While there is no direct physical evidence of this God-consciousness to gain from strictly natural sciences, it does appear to be a result of “revelation” that this “image of God” came to “exist”, after it previously was not, in the form of “Garden-era and post-Garden-era human beings”. Does that sound acceptable to you?
“Consequently, the ‘imago Dei’ itself did not ‘evolve’ over time.”
Pleased that we agree about this. Notably others who write about “the evolution of the soul” (e.g. Swinburne) would disagree, or at least with the version I am suggesting, which limits the concept of “evolution” more than they are ready to accept. Spiritual shrinkage is a real problem for evolutionary anthropology, as seen in Dunbar’s “strictly scientific” (read: naturalistic) approach to human origins.
It may need to be added to your statement for some, that this extends to the same case for origins as for processes. Iow, not just over time “after Creation”, but also “at/during Creation”, the “imago Dei” did not ‘evolve’ into existence in the first place – it was instead a “direct creative act”, an “extension” if you will. A major, still lingering problem in N. America, unfortunately, is that this language of speaking about a “direct creative act” has been highjacked by evangelical Protestants and is now called “creationism”. That needs to change. Is this what you are working on to help change?

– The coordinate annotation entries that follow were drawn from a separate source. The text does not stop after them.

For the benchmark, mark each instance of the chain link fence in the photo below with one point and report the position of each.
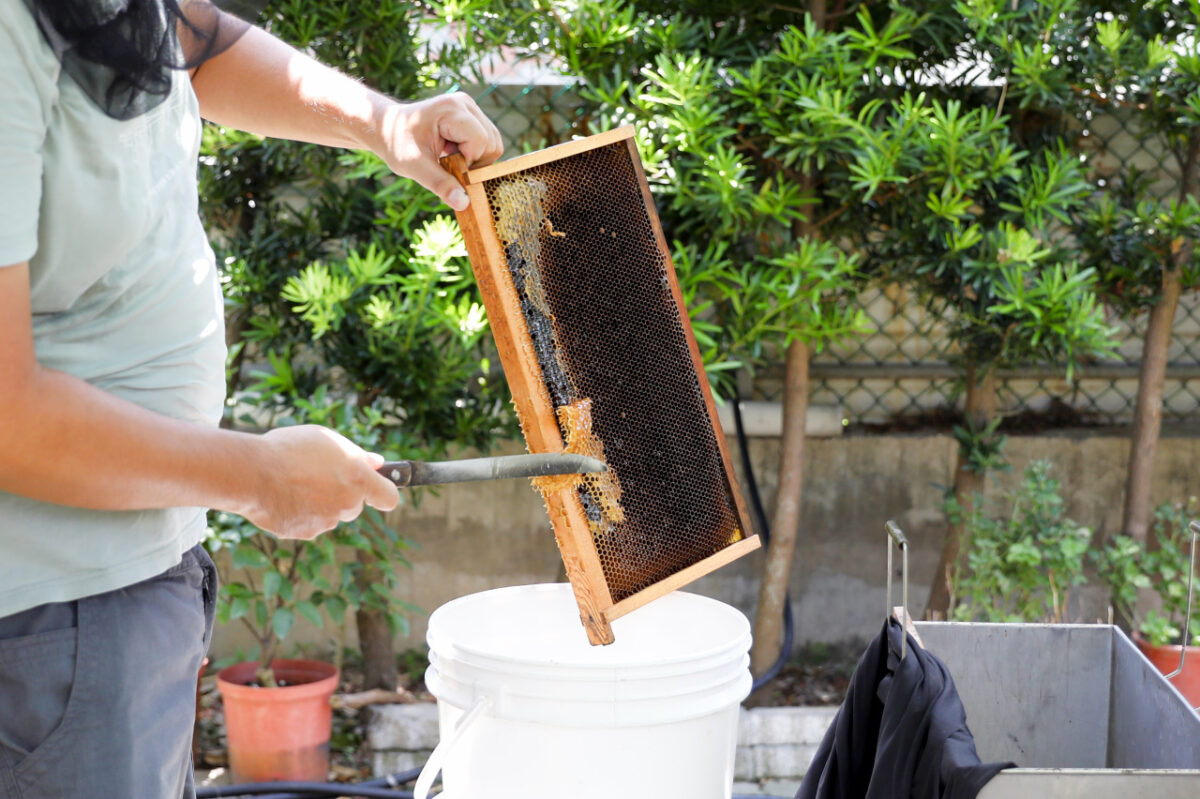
(901, 376)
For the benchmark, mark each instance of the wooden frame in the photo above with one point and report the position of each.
(535, 410)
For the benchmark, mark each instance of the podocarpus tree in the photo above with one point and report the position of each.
(347, 283)
(970, 227)
(1138, 60)
(744, 114)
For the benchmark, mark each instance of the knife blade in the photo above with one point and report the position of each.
(430, 473)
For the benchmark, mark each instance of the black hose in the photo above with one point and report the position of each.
(785, 649)
(387, 787)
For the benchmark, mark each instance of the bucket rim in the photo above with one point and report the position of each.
(737, 617)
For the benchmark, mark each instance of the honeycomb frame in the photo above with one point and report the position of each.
(525, 214)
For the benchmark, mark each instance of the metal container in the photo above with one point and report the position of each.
(1078, 707)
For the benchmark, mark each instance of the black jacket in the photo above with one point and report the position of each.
(901, 732)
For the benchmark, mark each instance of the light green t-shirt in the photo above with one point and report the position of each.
(124, 293)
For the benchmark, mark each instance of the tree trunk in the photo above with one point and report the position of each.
(979, 413)
(768, 628)
(819, 10)
(1149, 410)
(1147, 420)
(375, 635)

“Between the creation of “Adam and Eve” and the moment at the end of Noah’s flood when God makes all the millions of Homo sapiens creatures in the image of God (Genesis 9:3-6), God made a number of Homo sapiens creatures dwelling “outside the Garden” to human beings in the image of God, who then got married and had children with those living “inside the Garden”.”
Yes, this assumption is still “live” on the table, afaik. In the Catholic tradition, the philosopher in Minnesota Ken Kemp has addressed this, as has Dennis Bonnette, as surely you are already aware.
“This assumption is supported by the episode of the “sons of God” in Genesis 6:2-4.”
Perhaps in part (re: assumption), though that passage imho does not assume polygenism. Can we confirm that between us? To some people, this passage makes it appear that there could have been multiple “origin stories” for humanity in different geographical locations. Pope Pius XII in 1950 specifically addressed “polygenesis” in the Encyclical Humani Generis as unacceptable teaching. The “episode of the 'sons of God” you speak of thus is a monogenesis Abrahamic account of human beings, is it not? Thanks for any attempt at clarification.